March 4th, 2011 Admin 8 comments

     When I need to set unique permissions to a SPListItem I usually use the code like the following:

using (SPSite spSite = new SPSite("some url"))
{
    using (SPWeb spWeb = spSite.OpenWeb())
    {
        bool oldAllowUnsafeUpdates = spWeb.AllowUnsafeUpdates;
        spWeb.AllowUnsafeUpdates = true;
        spWeb.Update();

        try
        {
            SPList spList = spWeb.Lists["some list"];

            SPListItem spLisItem = spList.GetItemById(someId);
            spLisItem.BreakRoleInheritance(false);

            SPRoleDefinition reader = spWeb.RoleDefinitions.GetByType(SPRoleType.Reader);
            SPGroup someGrp = spWeb.Groups["some group"];

            SPRoleAssignment roleAssignment = new SPRoleAssignment(someGrp);
            roleAssignment.RoleDefinitionBindings.Add(reader);
            spListItem.RoleAssignments.Add(roleAssignment); // (***) exception

        }
        catch (Exception ex)
        {
            // logging
        }

        spWeb.AllowUnsafeUpdates = oldAllowUnsafeUpdates;
    }
}

     It works fine almost everywhere: in feature receivers, in jobs, in console applications and so on. But today I’ve found out that it doesn’t work correctly if it runs from aspx-page’s code-behind when we have GET request (Page.IsPostBack = false). In the line marked (***) I receives a traditional exception – “Updates are currently disallowed on GET requests. To allow updates on a GET, set the ‘AllowUnsafeUpdates’ property on SPWeb”. As you can see I set spWeb.AllowUnsafeUpdates to true and even do spWeb.Update() (though it’s unnecessary in most cases), but nothing helps. Wrapping this code in SPSecurity.RunWithElevatedPrivileges doesn’t help either.

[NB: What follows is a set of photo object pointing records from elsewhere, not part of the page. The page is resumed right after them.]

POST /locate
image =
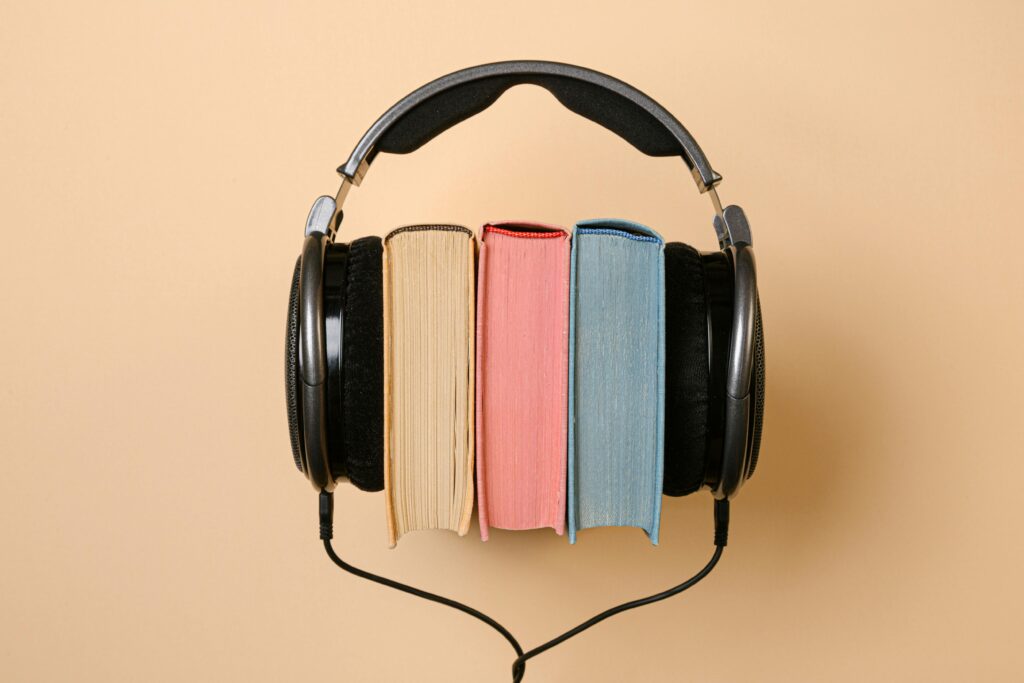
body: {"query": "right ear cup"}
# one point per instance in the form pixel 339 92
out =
pixel 686 370
pixel 363 366
pixel 292 371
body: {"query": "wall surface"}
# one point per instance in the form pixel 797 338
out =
pixel 158 162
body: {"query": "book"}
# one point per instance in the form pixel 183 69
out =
pixel 429 330
pixel 522 376
pixel 616 377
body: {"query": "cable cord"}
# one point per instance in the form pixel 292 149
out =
pixel 327 517
pixel 519 666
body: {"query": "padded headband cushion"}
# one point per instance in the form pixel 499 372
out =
pixel 292 368
pixel 363 366
pixel 686 374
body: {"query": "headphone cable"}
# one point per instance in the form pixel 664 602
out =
pixel 519 666
pixel 327 532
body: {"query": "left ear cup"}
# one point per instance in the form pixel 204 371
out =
pixel 686 370
pixel 292 372
pixel 757 421
pixel 363 366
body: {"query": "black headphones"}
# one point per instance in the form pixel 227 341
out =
pixel 715 365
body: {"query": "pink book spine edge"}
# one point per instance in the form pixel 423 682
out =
pixel 522 376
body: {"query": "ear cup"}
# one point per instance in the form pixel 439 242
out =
pixel 686 371
pixel 719 295
pixel 292 370
pixel 757 422
pixel 335 288
pixel 363 366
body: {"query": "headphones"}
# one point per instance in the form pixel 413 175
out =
pixel 715 360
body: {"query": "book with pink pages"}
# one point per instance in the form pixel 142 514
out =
pixel 522 376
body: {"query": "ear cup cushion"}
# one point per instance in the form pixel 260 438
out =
pixel 686 373
pixel 363 366
pixel 292 369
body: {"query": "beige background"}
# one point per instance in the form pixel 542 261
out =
pixel 158 162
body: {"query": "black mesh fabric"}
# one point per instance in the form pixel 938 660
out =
pixel 686 373
pixel 363 366
pixel 292 367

     After debugging for a while I’ve noticed that spWeb.AllowUnsafeUpdates gets false after spLisItem.BreakRoleInheritance:

// here spWeb.AllowUnsafeUpdates = true
spLisItem.BreakRoleInheritance(false);
// here spWeb.AllowUnsafeUpdates = false

     It should be noted that the same happens when we have a POST request (Page.IsPostback = true), but in this case it doesn’t cause exception. Interestingly that we have some kind of special treatment for GET request here :)

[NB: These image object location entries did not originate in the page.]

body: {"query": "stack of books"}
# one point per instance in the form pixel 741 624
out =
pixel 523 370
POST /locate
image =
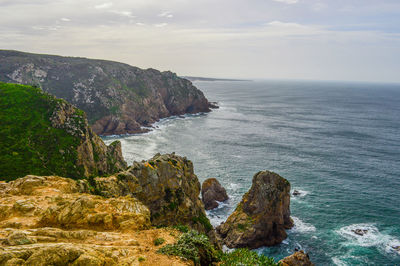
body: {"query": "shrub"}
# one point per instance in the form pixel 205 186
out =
pixel 159 241
pixel 192 246
pixel 243 256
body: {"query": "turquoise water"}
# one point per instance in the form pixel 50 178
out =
pixel 337 143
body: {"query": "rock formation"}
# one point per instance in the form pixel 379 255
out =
pixel 44 135
pixel 262 216
pixel 46 221
pixel 297 259
pixel 167 185
pixel 212 192
pixel 117 98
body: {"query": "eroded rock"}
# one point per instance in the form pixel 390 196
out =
pixel 297 259
pixel 262 216
pixel 212 192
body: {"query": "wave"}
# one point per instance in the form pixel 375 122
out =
pixel 302 227
pixel 302 193
pixel 370 237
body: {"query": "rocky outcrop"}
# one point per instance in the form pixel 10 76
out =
pixel 117 98
pixel 297 259
pixel 45 220
pixel 167 185
pixel 44 135
pixel 212 192
pixel 262 216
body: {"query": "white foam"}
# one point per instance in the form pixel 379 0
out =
pixel 371 238
pixel 302 194
pixel 302 227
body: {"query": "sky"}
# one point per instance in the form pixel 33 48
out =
pixel 356 40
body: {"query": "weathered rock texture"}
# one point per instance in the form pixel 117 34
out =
pixel 117 98
pixel 297 259
pixel 46 221
pixel 262 216
pixel 44 135
pixel 212 192
pixel 167 185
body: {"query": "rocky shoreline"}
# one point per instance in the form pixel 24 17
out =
pixel 107 213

     The reason of such behavior has been found, as usual, by means of .NET Reflector. Not going into details I say that the calling of BreakRoleInheritance leads to the calling of Invalidate() method of SPWeb. Let’s take a look at this method:

internal void Invalidate()
{
    this.ReleasePinnedResource();
    if (this.m_Request != null)
    {
        if (this.m_RequestOwnedByThisWeb)
        {
            SPRequestManager.Release(this.m_Request);
        }
        this.m_Request = null;
    }
    this.m_bInited = false;
    this.m_bPublicPropertiesInited = false;
    this.m_Url = null;
}

     It looks like Invalidate releases some resources and cleans itself (m_bInited = false), in the same time, doesn’t dispose itself, but just provokes reinitializing during the next address to it. After reinitialization spWeb.AllowUnsafeUpdates turns into false. An evident workaround is to set true to spWeb.AllowUnsafeUpdates again after BreakRoleInheritance.

// some code is skipped
spLisItem.BreakRoleInheritance(false);
spWeb.AllowUnsafeUpdates = true;
spWeb.Update();
// some code is skipped

     I think there are many methods, which can cause SPWeb.Invalidate, for example, ResetRoleInheritance does the same, and, in a few special cases, SPWeb.Update either. That is why be ready to add restoring of AllowUnsafeUpdates to true. I hope this post will save time for somebody.